Disjunction introduction
- Type: Rule of inference
- Field: Propositional calculus
- Statement: If $P$ is true, then $P$ or $Q$ must be true.
- Symbolic statement: $\frac{P}{\therefore P \lor Q}$

= Disjunction introduction =

Inference introducing a disjunction in logical proofs

Disjunction introduction or addition (also called or introduction) is a rule of inference of propositional logic and almost every other deduction system. The rule makes it possible to introduce disjunctions to logical proofs. It is the inference that if P is true, then P or Q must be true.

An example in English:
Socrates is a man.
Therefore, Socrates is a man or pigs are flying in formation over the English Channel.

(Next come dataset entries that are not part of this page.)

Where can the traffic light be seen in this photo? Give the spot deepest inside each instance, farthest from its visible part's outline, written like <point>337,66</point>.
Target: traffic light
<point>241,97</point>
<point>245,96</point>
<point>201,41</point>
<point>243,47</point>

The rule can be expressed as:
$\frac{P}{\therefore P \lor Q}$

where the rule is that whenever instances of "$P$" appear on lines of a proof, "$P \lor Q$" can be placed on a subsequent line.

More generally it's also a simple valid argument form, this means that if the premise is true, then the conclusion is also true as any rule of inference should be, and an immediate inference, as it has a single proposition in its premises.

Disjunction introduction is not a rule in some paraconsistent logics because in combination with other rules of logic, it leads to explosion (i.e. everything becomes provable) and paraconsistent logic tries to avoid explosion and to be able to reason with contradictions. One of the solutions is to introduce disjunction with over rules. See Paraconsistent logic.

== Formal notation ==
The disjunction introduction rule may be written in sequent notation:

 $P \vdash (P \lor Q)$

where $\vdash$ is a metalogical symbol meaning that $P \lor Q$ is a syntactic consequence of $P$ in some logical system;

and expressed as a truth-functional tautology or theorem of propositional logic:

$P \to (P \lor Q)$

where $P$ and $Q$ are propositions expressed in some formal system.